A humble “grandmother from Alabama,” Lily Ledbetter, conceded in her drawl that she was a surprising choice to speak at the convention. She told how, after years as a supervisor at a Goodyear plant, she learned she had long been paid less than men doing the same job. She sued, and won, until the Supreme Court ruled last year she should have sued within six months of the first pay disparity–even though she didn’t know about it.

Ledbetter called for equal pay for equal work, a cause usually associated with feminists who are younger and from big cities like New York or San Francisco. To hear it from a retired white woman from Alabama busted up that stereotype.

Women carried much the party’s message on the big issue of health care. Their stories about people struggling with health problems carried an emotional load that the same anecdotes, if told by men, would not. Who, after all, usually cares for a sick child or, for that matter, a parent?

Perhaps the most touching passage in Michelle Obama’s speech was remembrance of her father, who was diagnosed with Multiple Sclerosis in his 30s but coped for years without complaint.

“As he got sicker, it got harder for him to walk. It took him longer to get dressed in the morning,” she recalled. “But if he was in pain, he never let on. He never stopped smiling and laughing, even while struggling to button his shirt, even while using two canes to get himself across the room to give my mom a kiss. He just woke up a little earlier and worked a little harder.”
 
Hillary Clinton related a memorable meeting at a campaign stop. “I will always remember the single mom who had adopted two kids with autism, didn’t have health insurance and discovered she had cancer,” Clinton recalled. “But she greeted me with her bald head painted with my name on it and asked me to fight for health care.”

Congresswoman Louise Slaughter from New York decried the millions without health insurance after reading aloud this letter from a Nevada woman:  “My husband has Parkinson’s and was forced to retire. He has been on disability for three years and Medicare doesn’t meet his prescription needs. I have to pay my own insurance premium so our Medicare expenses are quite high. Our health care system doesn’t work.”

Women played a major role in showing the party has family values–and doesn’t just talk about them, in the intolerant way conservative Republicans do.

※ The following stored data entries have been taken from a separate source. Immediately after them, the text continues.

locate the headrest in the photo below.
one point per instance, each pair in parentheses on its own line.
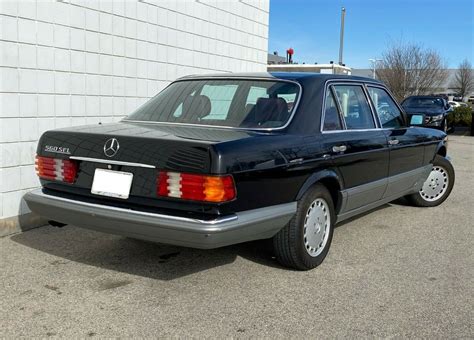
(270,109)
(196,107)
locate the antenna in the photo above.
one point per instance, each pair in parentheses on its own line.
(341,39)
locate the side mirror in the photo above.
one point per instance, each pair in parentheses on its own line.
(417,120)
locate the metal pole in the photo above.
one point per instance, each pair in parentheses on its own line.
(341,39)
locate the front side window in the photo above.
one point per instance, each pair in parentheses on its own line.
(355,108)
(222,102)
(389,114)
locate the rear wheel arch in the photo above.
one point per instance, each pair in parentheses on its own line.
(442,151)
(330,180)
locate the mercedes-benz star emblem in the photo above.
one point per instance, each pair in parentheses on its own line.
(111,147)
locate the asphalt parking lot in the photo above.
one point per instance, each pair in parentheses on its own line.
(398,271)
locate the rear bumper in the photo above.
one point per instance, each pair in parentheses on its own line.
(206,234)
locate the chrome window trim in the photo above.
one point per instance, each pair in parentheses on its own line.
(290,119)
(333,82)
(109,161)
(404,115)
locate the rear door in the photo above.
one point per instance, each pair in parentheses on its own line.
(406,144)
(357,146)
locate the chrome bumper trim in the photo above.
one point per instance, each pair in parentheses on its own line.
(110,161)
(191,232)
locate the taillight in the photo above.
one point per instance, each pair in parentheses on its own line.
(56,169)
(196,187)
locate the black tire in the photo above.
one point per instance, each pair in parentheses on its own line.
(421,199)
(289,243)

Cameras showed Michelle Obama in tears as she listened to Beau Biden, Delaware’s attorney general and the senator’s son, talk about being a little boy when his biological mother and a sister were killed in a car accident–as the mother was taking her children to buy a Christmas tree.

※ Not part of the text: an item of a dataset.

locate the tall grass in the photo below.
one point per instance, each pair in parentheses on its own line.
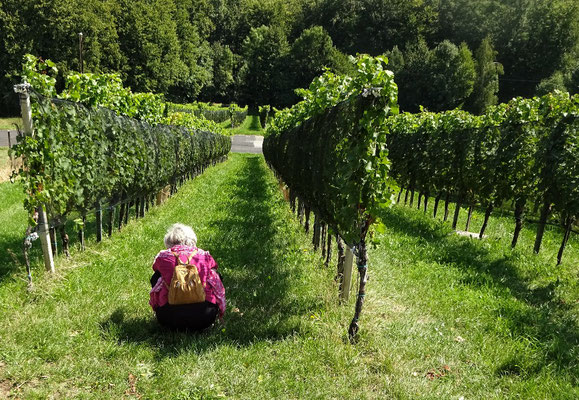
(445,316)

After her speech, Michelle Obama walked daughters Malia and Sasha over to a video screen where Barack Obama appeared. The girls called him “Daddy.” That night technology united a family separated by 600 miles.

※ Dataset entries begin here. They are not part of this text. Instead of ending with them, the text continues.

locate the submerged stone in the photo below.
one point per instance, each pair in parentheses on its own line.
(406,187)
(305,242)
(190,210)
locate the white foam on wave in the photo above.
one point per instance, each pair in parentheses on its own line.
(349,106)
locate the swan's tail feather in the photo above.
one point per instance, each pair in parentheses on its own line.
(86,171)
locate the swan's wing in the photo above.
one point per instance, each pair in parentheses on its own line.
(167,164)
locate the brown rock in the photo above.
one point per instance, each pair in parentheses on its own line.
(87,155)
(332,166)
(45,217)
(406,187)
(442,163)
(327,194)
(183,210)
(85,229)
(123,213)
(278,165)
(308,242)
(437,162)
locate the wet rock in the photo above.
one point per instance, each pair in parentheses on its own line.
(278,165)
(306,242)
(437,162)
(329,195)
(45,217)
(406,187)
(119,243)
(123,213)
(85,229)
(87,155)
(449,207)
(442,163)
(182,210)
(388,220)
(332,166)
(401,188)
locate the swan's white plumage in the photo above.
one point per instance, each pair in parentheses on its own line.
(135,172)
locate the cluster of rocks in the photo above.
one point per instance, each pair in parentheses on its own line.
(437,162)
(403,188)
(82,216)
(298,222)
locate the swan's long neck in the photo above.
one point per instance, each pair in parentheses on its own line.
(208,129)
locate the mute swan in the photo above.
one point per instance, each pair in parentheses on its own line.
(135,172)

White TV commentators rushed to put the family into a context viewers would grasp, comparing the Obamas to the only Kennedys ever to live in the White House, or the Huxtables on the Cosby Show. That a metaphor was needed at all suggests the commentators, and many white viewers, have trouble seeing the Obamas as individuals or recognizing them as an ordinary family with educated parents and happy children.

They’re a family, an American family.

Kenneth J. Cooper is a Pulitzer Prize-winning journalist.